Visually, the book recreates the immensity of the Northwest Territories in an astounding array of tightly knit crosshatched lines. The territory’s shorelines and mountain ranges are drawn with a beautiful spareness, empty space presiding.
But Sacco’s forte is detail. In one section, the itchy bureaucratic tweed of John A. Macdonald’s jacket sits across the page from a Dene woman’s filmy floral headscarf. He's in a stuffy office deciding what's best for "savage" families. She weeps on a beautiful northern beach, watching a government plane take her children away. The emotional contrast is textural, too.
The book opens with tender portrayals of elder Paul Andrew, a former chief of the Shúhtaot’ine, as a newborn in a moose-skin boat. It finishes with the moving testimony of Eugene Boulanger, a youth learning to hunt caribou in the Mackenzie Mountains. “It was such a feeling of wholeness,” he says. “I never feel as connected to anything as I have being up there.”
From "Paying the Land" by Joe Sacco
Despite Sacco’s careful bracketing, the book’s main emotional thrusts are sad – abuse, alcohol and the arsenic wastes from gold mining.

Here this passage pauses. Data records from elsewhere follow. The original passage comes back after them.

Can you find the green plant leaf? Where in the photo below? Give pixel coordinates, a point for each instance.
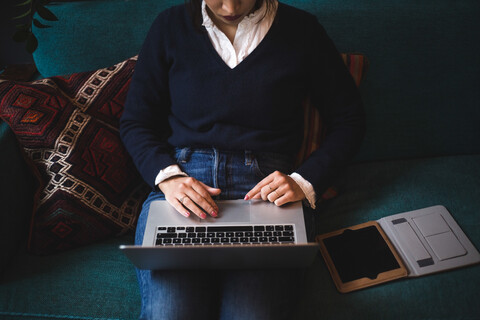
(23, 3)
(23, 15)
(46, 14)
(21, 35)
(32, 43)
(38, 24)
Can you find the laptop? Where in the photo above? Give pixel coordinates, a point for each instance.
(246, 234)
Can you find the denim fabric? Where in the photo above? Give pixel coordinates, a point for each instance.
(221, 294)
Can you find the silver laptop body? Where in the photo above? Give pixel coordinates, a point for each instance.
(232, 214)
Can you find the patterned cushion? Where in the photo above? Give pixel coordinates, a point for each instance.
(88, 187)
(314, 132)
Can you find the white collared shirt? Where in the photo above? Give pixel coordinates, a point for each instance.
(250, 32)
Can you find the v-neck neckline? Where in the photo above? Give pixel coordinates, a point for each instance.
(252, 54)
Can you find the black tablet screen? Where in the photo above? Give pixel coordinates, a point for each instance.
(360, 253)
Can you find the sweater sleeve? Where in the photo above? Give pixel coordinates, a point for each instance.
(334, 93)
(144, 125)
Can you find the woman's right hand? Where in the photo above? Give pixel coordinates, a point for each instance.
(187, 194)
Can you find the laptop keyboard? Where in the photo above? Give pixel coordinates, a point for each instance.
(224, 235)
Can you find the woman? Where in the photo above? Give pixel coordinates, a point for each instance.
(214, 111)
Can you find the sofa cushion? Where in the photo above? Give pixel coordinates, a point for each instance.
(97, 281)
(91, 282)
(375, 190)
(88, 188)
(16, 185)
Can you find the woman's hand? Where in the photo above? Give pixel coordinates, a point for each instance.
(278, 188)
(187, 194)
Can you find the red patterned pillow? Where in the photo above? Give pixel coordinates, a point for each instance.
(314, 132)
(88, 187)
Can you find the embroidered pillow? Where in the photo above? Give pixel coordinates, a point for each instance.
(314, 133)
(88, 187)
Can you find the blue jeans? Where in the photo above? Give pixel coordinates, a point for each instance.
(221, 294)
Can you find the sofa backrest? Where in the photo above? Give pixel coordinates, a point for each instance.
(421, 91)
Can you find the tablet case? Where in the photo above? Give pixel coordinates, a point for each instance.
(408, 244)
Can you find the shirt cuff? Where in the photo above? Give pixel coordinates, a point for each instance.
(168, 172)
(307, 189)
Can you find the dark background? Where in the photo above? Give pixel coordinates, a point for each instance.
(11, 52)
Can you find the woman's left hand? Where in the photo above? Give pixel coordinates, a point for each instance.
(278, 188)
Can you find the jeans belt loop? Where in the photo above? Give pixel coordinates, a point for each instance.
(184, 154)
(248, 157)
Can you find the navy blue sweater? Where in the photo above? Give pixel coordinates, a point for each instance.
(183, 94)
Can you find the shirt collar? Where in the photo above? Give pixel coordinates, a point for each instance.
(250, 19)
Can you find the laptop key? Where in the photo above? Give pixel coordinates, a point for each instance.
(166, 235)
(285, 239)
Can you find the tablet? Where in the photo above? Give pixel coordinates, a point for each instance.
(360, 256)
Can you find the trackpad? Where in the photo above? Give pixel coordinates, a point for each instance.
(231, 211)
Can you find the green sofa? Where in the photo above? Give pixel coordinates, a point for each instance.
(422, 148)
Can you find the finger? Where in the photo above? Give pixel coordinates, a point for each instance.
(192, 206)
(267, 190)
(211, 190)
(202, 199)
(257, 189)
(286, 198)
(274, 195)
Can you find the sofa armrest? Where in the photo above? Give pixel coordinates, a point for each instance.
(16, 196)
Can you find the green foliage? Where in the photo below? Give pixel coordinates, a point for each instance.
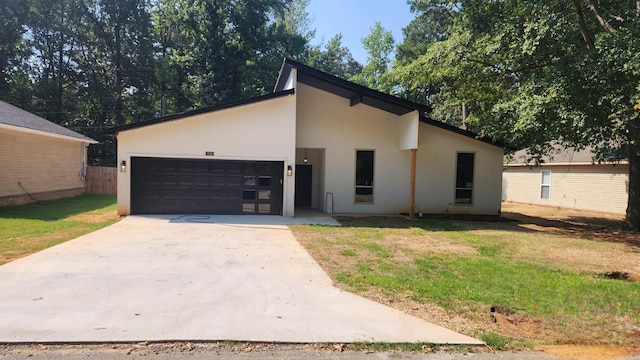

Why, Sacco asks at one point, do the Indigenous people seem adrift, unmoored from the culture that once anchored them?
A graphic novel uses the interplay of text and illustration to tell a story, whether true or not. But in comics journalism, facts are paramount. In this story, the account of student-on-student abuse in residential schools is harrowing. But, while it’s important to discuss the effects of colonization on Indigenous people, the book could have used better counterbalance. The Dene are more than their experiences of trauma. They have so much to offer through the beauty and strength of their cultures.
From "Paying the Land" by Joe Sacco
A remedy, perhaps, is figurative description. Even brief departures from the book’s fact-heavy reportage, or a little more expressivity, may have helped connect readers with Dene culture. Sacco did capture facial contours with amazing accuracy (for locals, a thrill of recognition on every page!). But he didn’t always capture the glow under the skin, the texture and rub of northern lands on the psyche.
From "Paying the Land" by Joe Sacco
More stories like Eugene’s are needed, where shorelines are ancient and elemental, where warm caribou blood steams in the cool air. Drawings may portray moose hides stretched on their frames, but description would help readers appreciate the sounds and smells of tanning (rhythmic scraping, laughter, smoke, spruce and, of course, the reek). In hide-tanning camps, there’s a real sense of joy, muscle, purpose. And in a purported novel, even fabulously drawn graphics need to be literary. ■
Paying the Land by Joe Sacco: Henry Holt & Co., New York City, 2020.